Anche allora c'era una grande potenza che dominava le scene dal 1815, guidando un progresso industriale e di conquiste liberali. La Gran Bretagna allora sovraintendeva il mondo con la sua Royal Navy, con la sua sterlina, con la sua funzione di propulsione allo sviluppo così come oggi l'America con il suo esercito incomparabilmente più forte di qualsiasi altra armata, con il suo dollaro e le sue Goldman Sachs, con la sua funzione di locomotiva globale.
Anche allora c'era una Prussia diventata Germania che pareva fattore di sostegno allo sviluppo globale, troppo coinvolta nei «traffici» per essere tentata dalle guerre: esattamente lo stesso ragionamento che si fa oggi sulla Cina.
Anche allora l'unificazione tedesca era apparsa elemento di equilibrio nel continente, contrappeso a francesi e russi. Anche allora non si comprese come la Grande Germania fosse di per sé fattore di tensione come giustamente intesero gli statisti che fondarono prima la Comunità e poi l'Unione per ingabbiare esiti di questo tipo, oggi apparentemente risorgenti e poco governabili.

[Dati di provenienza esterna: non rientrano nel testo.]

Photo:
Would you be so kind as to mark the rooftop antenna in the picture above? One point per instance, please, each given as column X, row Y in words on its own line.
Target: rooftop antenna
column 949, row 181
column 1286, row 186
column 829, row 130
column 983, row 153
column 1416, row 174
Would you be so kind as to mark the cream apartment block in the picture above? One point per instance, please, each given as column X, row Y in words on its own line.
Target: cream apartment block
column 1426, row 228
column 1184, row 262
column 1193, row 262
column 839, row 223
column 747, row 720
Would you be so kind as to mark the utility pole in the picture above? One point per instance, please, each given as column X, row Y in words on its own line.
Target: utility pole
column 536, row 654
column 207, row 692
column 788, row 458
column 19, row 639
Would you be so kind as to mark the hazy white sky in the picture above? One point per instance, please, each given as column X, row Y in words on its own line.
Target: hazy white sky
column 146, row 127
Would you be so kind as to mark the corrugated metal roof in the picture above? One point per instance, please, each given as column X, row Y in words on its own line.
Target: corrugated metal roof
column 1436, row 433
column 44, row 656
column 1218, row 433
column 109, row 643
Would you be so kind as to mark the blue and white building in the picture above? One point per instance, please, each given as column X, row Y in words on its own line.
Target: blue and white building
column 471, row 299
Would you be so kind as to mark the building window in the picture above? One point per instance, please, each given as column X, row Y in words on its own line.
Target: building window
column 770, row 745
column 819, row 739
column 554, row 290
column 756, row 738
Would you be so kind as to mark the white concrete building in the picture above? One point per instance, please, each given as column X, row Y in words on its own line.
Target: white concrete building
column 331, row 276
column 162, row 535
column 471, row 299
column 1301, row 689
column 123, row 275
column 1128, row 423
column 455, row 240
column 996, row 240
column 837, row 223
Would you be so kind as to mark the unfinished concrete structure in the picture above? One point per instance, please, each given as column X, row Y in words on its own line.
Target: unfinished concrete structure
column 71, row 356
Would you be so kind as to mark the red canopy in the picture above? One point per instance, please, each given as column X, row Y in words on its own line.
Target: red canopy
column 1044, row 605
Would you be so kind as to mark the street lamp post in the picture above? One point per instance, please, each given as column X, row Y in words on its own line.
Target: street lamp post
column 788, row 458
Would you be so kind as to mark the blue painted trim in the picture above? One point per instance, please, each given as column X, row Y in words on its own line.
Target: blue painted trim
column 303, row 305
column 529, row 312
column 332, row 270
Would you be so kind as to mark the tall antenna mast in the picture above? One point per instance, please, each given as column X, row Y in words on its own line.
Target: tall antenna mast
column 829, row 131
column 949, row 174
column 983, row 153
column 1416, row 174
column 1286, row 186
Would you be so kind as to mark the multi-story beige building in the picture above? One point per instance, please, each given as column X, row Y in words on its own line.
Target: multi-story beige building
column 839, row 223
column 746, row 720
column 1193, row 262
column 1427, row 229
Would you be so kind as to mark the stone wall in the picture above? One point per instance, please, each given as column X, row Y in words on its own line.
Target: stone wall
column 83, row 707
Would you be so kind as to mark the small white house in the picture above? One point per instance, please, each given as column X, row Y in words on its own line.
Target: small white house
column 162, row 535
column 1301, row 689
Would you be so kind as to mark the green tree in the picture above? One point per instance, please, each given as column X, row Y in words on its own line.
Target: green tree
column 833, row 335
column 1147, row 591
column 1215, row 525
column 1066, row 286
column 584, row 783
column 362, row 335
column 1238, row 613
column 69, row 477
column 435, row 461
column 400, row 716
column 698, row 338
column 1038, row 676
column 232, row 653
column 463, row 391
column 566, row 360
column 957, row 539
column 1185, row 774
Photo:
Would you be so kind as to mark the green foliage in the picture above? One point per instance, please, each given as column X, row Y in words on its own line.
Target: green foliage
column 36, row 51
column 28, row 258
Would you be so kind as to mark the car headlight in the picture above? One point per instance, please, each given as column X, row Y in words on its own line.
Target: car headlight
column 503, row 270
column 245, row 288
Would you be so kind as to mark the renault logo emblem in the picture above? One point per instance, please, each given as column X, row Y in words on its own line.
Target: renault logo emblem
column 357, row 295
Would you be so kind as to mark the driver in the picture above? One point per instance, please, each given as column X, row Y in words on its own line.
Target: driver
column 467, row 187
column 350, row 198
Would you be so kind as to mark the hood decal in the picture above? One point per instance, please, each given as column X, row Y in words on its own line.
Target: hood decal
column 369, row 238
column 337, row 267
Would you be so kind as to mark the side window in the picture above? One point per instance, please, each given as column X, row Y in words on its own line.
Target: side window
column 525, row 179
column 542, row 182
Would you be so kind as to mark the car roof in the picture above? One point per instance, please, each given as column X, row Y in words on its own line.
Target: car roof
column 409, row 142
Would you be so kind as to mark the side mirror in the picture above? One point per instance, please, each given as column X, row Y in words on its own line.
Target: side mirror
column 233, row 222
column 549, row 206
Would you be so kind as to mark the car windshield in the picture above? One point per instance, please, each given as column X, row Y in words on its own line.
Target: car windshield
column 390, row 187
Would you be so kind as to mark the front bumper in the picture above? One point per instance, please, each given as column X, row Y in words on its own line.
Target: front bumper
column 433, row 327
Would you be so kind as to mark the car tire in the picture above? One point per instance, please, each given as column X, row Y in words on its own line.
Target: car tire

Anche allora la dissoluzione di un impero come quello ottomano, storicamente analoga alla fine dell'impero sovietico, apparve agli osservatori più ottimisti tale da aiutare automaticamente la pace, non comprendendo invece - gli unici a preoccuparsi di fatto erano gli inglesi e non solo per motivi egoistici - che il disgregarsi di un assetto che coinvolgeva etnie spesso tra loro ostili (si consideri solo la questione balcanica) poteva diventare un terribile acceleratore di crisi internazionali.
Solo pochi anni fa Sharm el Sheikh era la nostra nuova Rimini e Malindi la nostra nuova Forte dei Marmi. Oggi sono diventate zone esposte al terrorismo islamista. Così sta cambiando un mondo in cui gli americani sono costretti ad allearsi con i sunniti contro gli alawiti appoggiati dagli iraniani in Siria e con gli sciiti appoggiati dagli iraniani contro i sunniti in Irak.
Personalmente ritengo che molto di questo caos sia dovuto al tradimento di Jacques Chirac e Gerhard Schroeder contro l'America di George Bush nel 2003, quando si sarebbe potuto, con il concorso anche di Vladimir Putin, dare un equilibrio al mondo. Adesso bisognerà faticare per trovarne uno nuovo, non dando per scontato che sia inevitabile (e quindi che non possano esserci esiti catastrofici).